Страница 16 из 27
В этом письме Пушкин допустил, кажется, единственную свою историческую ошибку — малороссийский гетман Петр Дорошенко, упокоившийся в Яропольце в 1698 году и названный в «Полтаве» «старым», приходился Наталье Николаевне прапрапрадедом. Кстати, и надпись на каменном надгробии Дорошенко тоже содержит историческую неточность. Сейчас, правда, не разобрать ни одного слова — известняк плохо выдерживает морозы, солнце, дожди, снега и ветры, но в 1903 году здесь побывал Владимир Гиляровский, и воспроизвел еще различимые тогда строки: «Лета 7206 ноября в 9 день преставился раб Божий гетман Войска Запорожского Петр Дорофеевич Дорошенко, а поживе от рождества своего 71 год положен бысть на сем месте». У запорожских казаков никогда не было гетмана, только выборные кошевые, войсковые судьи да писаря…

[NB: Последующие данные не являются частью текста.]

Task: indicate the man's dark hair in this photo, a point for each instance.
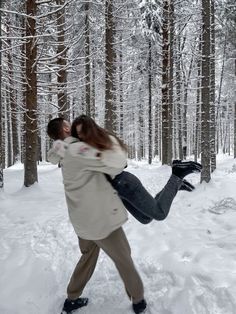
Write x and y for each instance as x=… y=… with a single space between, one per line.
x=54 y=128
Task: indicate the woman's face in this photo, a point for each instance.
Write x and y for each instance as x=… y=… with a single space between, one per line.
x=79 y=131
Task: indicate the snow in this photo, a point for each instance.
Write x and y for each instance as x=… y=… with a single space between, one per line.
x=187 y=262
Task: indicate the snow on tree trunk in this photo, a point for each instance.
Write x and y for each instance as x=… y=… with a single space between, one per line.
x=205 y=132
x=165 y=82
x=31 y=139
x=1 y=108
x=87 y=62
x=110 y=56
x=62 y=61
x=212 y=96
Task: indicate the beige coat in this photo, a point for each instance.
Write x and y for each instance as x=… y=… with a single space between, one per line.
x=95 y=210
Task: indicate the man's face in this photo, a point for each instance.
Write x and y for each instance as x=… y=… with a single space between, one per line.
x=66 y=129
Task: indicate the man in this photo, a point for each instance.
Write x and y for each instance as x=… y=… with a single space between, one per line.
x=97 y=215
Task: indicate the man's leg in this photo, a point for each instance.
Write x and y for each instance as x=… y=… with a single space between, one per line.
x=84 y=268
x=117 y=248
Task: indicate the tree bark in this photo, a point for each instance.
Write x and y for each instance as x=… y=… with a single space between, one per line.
x=205 y=132
x=150 y=148
x=110 y=108
x=165 y=83
x=87 y=62
x=30 y=165
x=1 y=107
x=63 y=103
x=212 y=96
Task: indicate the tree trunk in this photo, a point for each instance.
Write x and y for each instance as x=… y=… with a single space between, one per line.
x=12 y=102
x=218 y=114
x=110 y=108
x=121 y=91
x=235 y=129
x=150 y=148
x=235 y=115
x=87 y=62
x=165 y=83
x=63 y=104
x=198 y=106
x=171 y=82
x=212 y=96
x=205 y=132
x=30 y=165
x=178 y=100
x=1 y=107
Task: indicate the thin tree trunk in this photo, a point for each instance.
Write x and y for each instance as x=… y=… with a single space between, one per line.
x=93 y=93
x=206 y=51
x=165 y=83
x=87 y=62
x=150 y=148
x=178 y=100
x=110 y=108
x=218 y=114
x=63 y=103
x=171 y=82
x=12 y=102
x=1 y=107
x=121 y=91
x=30 y=165
x=235 y=115
x=198 y=106
x=212 y=96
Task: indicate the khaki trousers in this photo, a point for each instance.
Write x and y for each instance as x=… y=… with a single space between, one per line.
x=117 y=248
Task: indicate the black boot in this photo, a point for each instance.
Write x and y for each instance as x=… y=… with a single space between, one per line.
x=71 y=305
x=139 y=307
x=186 y=186
x=183 y=168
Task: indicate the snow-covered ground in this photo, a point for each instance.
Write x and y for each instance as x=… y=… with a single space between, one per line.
x=187 y=262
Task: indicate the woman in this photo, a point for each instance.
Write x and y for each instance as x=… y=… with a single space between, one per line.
x=135 y=197
x=96 y=213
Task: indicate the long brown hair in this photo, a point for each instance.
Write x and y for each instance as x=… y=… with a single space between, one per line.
x=93 y=134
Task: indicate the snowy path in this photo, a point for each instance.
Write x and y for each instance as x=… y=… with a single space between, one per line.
x=187 y=262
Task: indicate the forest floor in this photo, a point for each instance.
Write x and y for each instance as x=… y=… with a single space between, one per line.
x=187 y=262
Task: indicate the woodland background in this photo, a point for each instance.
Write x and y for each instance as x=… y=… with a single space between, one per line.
x=159 y=74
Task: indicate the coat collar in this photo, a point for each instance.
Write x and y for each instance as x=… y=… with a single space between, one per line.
x=71 y=139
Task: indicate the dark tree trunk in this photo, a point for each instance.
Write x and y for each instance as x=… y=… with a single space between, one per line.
x=87 y=62
x=110 y=108
x=31 y=138
x=205 y=133
x=63 y=103
x=149 y=101
x=165 y=83
x=212 y=96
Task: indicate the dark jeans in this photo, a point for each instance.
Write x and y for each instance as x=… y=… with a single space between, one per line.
x=139 y=201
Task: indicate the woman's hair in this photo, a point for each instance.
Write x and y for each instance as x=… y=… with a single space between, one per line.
x=55 y=127
x=93 y=134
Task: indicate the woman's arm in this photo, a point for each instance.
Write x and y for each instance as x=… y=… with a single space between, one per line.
x=111 y=161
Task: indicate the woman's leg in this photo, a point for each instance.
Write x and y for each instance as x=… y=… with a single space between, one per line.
x=131 y=190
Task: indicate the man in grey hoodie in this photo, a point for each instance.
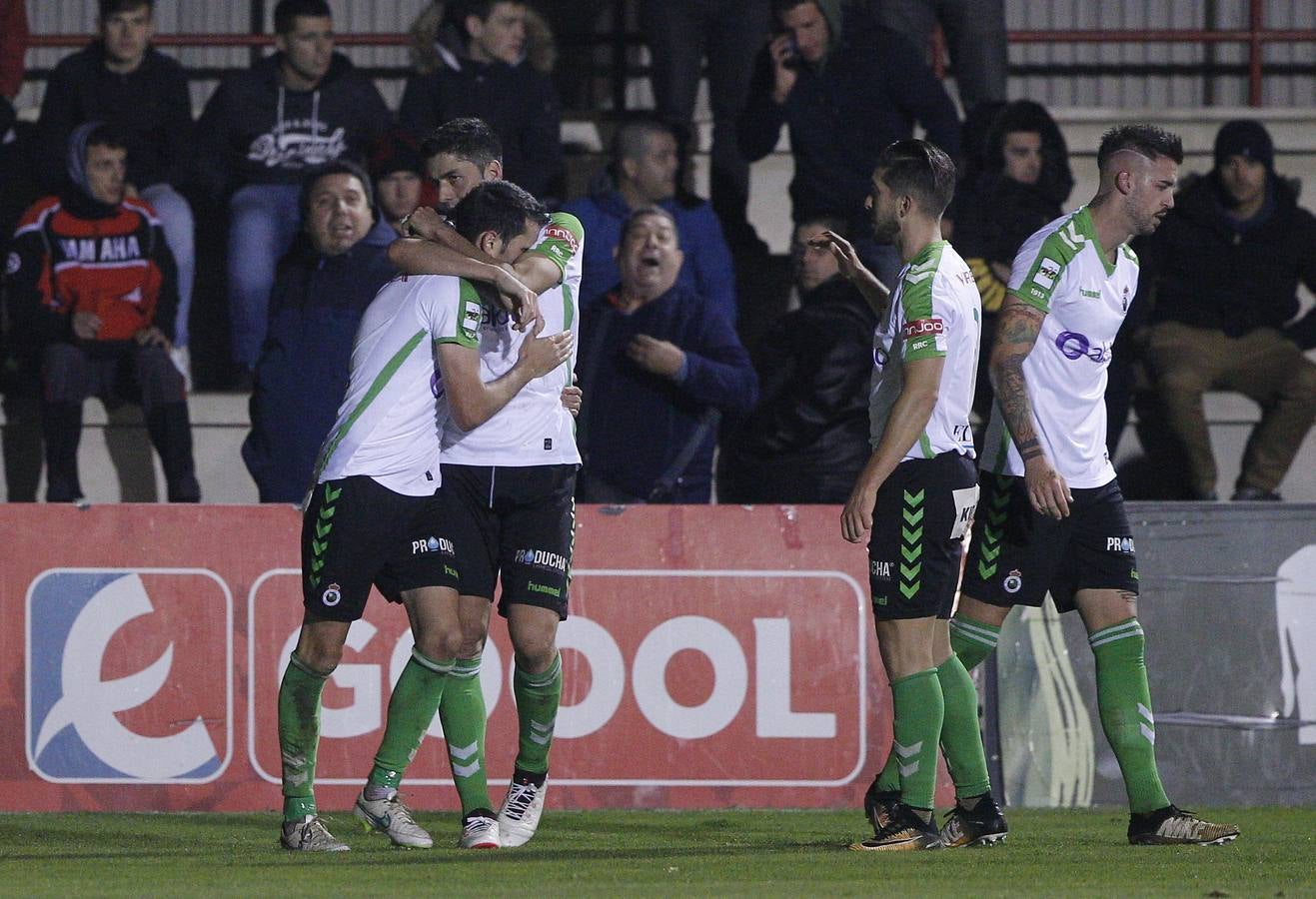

Не знаю, какой вид во времена Пушкина имел «полуразрушенный» дворец Загряжских-Гончаровых, названный Гиляровским «дивным», но я его застал почти полностью разрушенным фашистами, которые в комнате, где останавливался поэт, содержали лошадей. И оккупанты, наверное, не знали, кто был захоронен по соседству, неподалеку от Дорошенко, иначе бы непременно взорвали его склеп. Дело в том, что рядом, в четырехстах метрах от стен гончаровского дворца, располагался еще один великолепный дворец — Чернышевых.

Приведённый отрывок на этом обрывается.